HonoRebel is the youngest of six children who were raised by a single mother. He remembers his childhood as being a rough uphill struggle, often riddled with street violence and poverty. In fact, HonoRebel’s two
eldest brothers were murdered by such unnecessary gang violence that often overtook HonoRebel's daily activities. With all the negative events that surrounded his early life, it was by fate that HonoRebel was heavily exposed to music.


Growing up in the heart of Reggae Culture, it was no surprise that HonoRebel would be exposed to the thundering bass lines of the local sound systems.
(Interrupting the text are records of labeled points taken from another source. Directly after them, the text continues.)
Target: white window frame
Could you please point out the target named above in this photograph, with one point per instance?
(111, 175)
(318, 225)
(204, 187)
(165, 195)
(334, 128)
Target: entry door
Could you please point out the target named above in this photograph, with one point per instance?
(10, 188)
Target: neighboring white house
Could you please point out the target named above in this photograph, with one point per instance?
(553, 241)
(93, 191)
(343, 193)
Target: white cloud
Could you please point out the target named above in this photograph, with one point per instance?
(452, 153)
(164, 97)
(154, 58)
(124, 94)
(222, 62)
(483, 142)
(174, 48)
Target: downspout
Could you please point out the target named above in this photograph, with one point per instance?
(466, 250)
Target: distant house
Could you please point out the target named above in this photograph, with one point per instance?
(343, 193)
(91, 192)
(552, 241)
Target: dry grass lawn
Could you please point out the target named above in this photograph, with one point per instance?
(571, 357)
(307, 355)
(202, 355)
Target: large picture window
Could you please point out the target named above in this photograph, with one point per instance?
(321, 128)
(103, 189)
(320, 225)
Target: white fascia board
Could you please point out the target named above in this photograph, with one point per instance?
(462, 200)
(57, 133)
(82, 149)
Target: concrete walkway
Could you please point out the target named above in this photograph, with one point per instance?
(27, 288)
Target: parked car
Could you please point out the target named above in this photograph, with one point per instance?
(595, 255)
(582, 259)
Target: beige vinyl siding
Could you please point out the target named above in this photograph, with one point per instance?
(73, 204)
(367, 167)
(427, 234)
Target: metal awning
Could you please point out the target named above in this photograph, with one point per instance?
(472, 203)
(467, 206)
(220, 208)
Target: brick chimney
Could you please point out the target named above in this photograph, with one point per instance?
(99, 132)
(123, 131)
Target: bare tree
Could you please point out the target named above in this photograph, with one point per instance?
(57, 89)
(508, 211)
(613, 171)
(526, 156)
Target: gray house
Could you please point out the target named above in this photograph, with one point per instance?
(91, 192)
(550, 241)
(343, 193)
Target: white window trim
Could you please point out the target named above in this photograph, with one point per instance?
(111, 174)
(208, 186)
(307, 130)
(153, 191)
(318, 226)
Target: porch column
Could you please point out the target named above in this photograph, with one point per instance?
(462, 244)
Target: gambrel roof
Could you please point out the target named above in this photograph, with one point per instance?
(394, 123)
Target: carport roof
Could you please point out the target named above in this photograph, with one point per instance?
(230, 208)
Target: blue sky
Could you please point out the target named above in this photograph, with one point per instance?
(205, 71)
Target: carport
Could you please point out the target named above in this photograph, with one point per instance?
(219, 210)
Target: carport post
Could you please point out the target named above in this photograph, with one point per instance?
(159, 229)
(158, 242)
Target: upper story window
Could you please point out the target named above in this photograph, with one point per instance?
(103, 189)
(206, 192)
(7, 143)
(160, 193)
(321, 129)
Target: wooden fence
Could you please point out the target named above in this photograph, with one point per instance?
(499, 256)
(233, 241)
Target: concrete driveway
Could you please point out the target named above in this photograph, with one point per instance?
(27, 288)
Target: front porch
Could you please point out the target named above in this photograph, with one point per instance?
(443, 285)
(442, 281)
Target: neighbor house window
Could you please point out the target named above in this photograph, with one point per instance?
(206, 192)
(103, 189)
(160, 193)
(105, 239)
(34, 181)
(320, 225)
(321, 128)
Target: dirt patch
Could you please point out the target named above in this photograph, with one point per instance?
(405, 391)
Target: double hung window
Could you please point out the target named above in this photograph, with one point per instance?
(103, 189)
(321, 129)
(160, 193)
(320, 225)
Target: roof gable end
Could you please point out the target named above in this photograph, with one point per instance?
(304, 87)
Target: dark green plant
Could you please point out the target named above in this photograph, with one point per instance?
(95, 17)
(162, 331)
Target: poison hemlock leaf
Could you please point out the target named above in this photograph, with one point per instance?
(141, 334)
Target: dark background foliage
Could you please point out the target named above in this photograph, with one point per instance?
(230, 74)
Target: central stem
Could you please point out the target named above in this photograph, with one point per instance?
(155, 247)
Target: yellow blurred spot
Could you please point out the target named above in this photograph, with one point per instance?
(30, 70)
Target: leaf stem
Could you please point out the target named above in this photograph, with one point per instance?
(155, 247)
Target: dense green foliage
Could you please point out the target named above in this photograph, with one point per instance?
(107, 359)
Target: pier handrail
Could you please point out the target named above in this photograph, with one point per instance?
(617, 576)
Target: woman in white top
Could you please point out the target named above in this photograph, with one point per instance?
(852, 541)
Jamaican Dancehall Artists such as King Yellow Man and
Popa San played a major role in keeping the young HonoRebel off the streets. Instead of focusing on crime, he was now focusing on music; instead of picking up a gun, he was picking up an instrument or a microphone! This passion eventually led him to learn how to play the trumpet and he soon found himself playing in various bands in and out of school. In HonoRebel's own words, “I didn’t find music, music found me.”